Quienes apoyan ampliamente las nuevas preguntas (académicos, defensores de las libertades civiles y grupos de interés raciales y étnicos entre ellos) dicen que promoverían una mayor equidad en las escuelas, la vivienda, la contratación y otros aspectos de la sociedad donde se utilizan los datos del censo.
Los árabes estadounidenses, en particular, han presionado durante años para ser reconocidos en las encuestas federales y han presionado mucho para que se adopte la nueva clasificación para las personas de origen de Medio Oriente y Norte de África. Entre otras cosas, dicen los defensores, los datos de la nueva categoría ayudarían a procesar crímenes de odio y violaciones de derechos civiles contra los árabes estadounidenses.
“Sabemos que estos grupos experimentan supresión de votantes, vigilancia policial discriminatoria y acceso desigual a los programas y servicios gubernamentales”, escribió un partidario de la nueva categoría en un comentario público el año pasado. «Pero no pueden contar las historias porque estos grupos son considerados ‘blancos'».
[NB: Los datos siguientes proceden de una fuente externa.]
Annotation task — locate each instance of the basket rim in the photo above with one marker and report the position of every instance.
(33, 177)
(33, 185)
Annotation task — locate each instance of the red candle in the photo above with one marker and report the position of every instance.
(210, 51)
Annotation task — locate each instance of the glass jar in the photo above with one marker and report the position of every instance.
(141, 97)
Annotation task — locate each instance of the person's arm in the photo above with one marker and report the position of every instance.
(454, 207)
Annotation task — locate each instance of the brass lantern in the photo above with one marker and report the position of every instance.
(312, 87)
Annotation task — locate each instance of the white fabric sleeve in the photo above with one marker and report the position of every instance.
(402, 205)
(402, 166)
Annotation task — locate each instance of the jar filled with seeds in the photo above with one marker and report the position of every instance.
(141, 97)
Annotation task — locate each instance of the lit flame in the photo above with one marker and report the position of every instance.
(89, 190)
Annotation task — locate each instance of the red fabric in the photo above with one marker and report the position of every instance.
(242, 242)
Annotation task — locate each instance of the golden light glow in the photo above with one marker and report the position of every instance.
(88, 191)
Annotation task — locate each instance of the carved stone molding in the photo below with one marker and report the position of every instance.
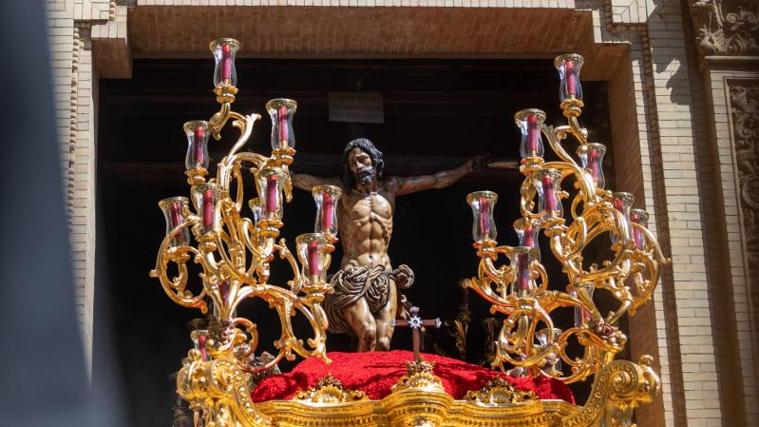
(724, 27)
(744, 105)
Los críticos señalan, sin embargo, que la categoría propuesta para los residentes de Medio Oriente y África del Norte no es una construcción étnica o racial, sino geográfica que incluye naciones no árabes como Israel e Irán, y ascendencia como los kurdos.
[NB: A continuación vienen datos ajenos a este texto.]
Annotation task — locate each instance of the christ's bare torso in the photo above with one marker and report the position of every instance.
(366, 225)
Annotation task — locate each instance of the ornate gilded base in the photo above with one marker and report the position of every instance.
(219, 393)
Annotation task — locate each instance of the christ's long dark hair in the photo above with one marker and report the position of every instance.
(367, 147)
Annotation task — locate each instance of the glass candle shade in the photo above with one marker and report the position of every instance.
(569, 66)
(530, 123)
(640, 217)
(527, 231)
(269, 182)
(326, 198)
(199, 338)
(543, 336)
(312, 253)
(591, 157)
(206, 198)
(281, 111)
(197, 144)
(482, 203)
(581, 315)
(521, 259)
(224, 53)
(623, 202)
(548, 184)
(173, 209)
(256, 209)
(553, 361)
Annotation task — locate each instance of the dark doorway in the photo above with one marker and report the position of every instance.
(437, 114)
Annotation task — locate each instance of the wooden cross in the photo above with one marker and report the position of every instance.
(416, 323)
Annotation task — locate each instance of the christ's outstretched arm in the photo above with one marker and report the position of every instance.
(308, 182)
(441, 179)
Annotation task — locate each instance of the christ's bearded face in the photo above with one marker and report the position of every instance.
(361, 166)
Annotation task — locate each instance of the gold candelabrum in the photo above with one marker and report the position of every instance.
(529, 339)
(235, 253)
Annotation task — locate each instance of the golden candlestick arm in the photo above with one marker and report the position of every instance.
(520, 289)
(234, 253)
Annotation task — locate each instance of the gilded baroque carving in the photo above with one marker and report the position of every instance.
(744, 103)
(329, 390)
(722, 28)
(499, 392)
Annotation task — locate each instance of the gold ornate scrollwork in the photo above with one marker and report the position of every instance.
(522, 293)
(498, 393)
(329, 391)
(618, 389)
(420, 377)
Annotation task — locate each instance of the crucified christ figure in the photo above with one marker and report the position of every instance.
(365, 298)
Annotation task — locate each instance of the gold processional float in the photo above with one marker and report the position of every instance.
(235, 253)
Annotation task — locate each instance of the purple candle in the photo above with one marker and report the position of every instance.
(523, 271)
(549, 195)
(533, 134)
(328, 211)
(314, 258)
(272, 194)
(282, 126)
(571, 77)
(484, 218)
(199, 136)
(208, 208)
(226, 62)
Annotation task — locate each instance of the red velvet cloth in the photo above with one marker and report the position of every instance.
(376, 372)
«Estamos creando una categoría para MENA» -el acrónimo de Medio Oriente y Norte de África- «y haciendo de los hispanos una raza efectivamente», dijo en una entrevista Mike González, miembro principal de la conservadora Heritage Foundation. “Estamos creando categorías para la presentación de quejas. Necesitamos menos de esto en Estados Unidos, no más”.
Un indicador de la tensa política que rodea a las preguntas de la encuesta: la administración Obama consideró una propuesta en 2016 que era similar a la aprobada el jueves, solo para verla morir rápidamente en 2017 después de que Donald J. Trump tomara la Casa Blanca. González, autor de un libro sobre política de identidad, fue uno de los líderes de una campaña conservadora contra esa propuesta.
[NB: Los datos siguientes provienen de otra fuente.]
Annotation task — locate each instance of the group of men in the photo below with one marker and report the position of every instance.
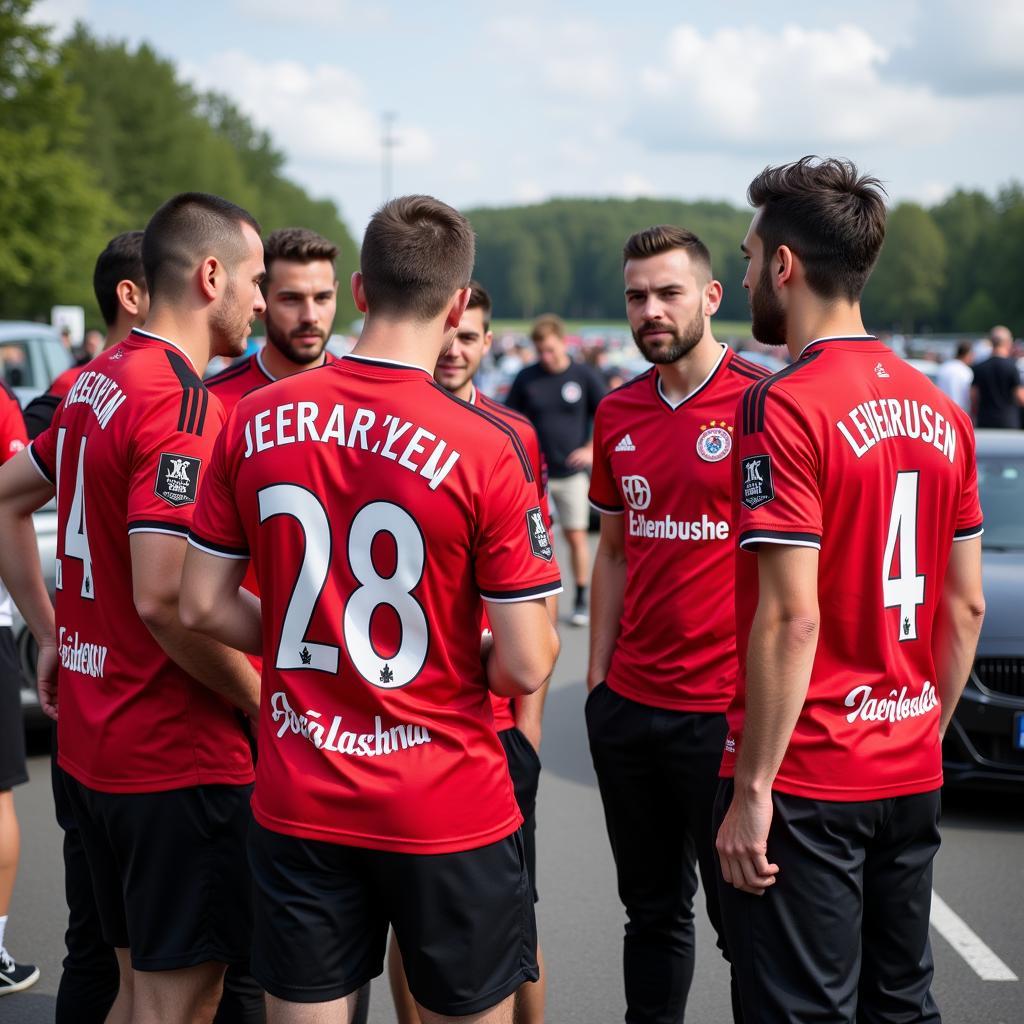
(784, 605)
Margo Anderson, profesora emérita de historia en la Universidad de Wisconsin-Milwaukee y autora de una historia completa del censo, sugirió en un artículo reciente que la administración Biden devuelva la propuesta para realizar más estudios en lugar de presionar para su adopción. «Me preocupa que vaya a ser difícil formular una política estadística sensata durante un año de elecciones presidenciales», dijo en una entrevista.
González dijo que las nuevas preguntas de la encuesta probablemente enfrentarían la oposición de cualquier futura Casa Blanca republicana. “Falta mucho tiempo hasta 2030, mucho tiempo”, dijo, refiriéndose a la fecha del próximo censo decenal. «Voy a dejarlo ahí».
Kirsten Noyes contribuyó a la investigación.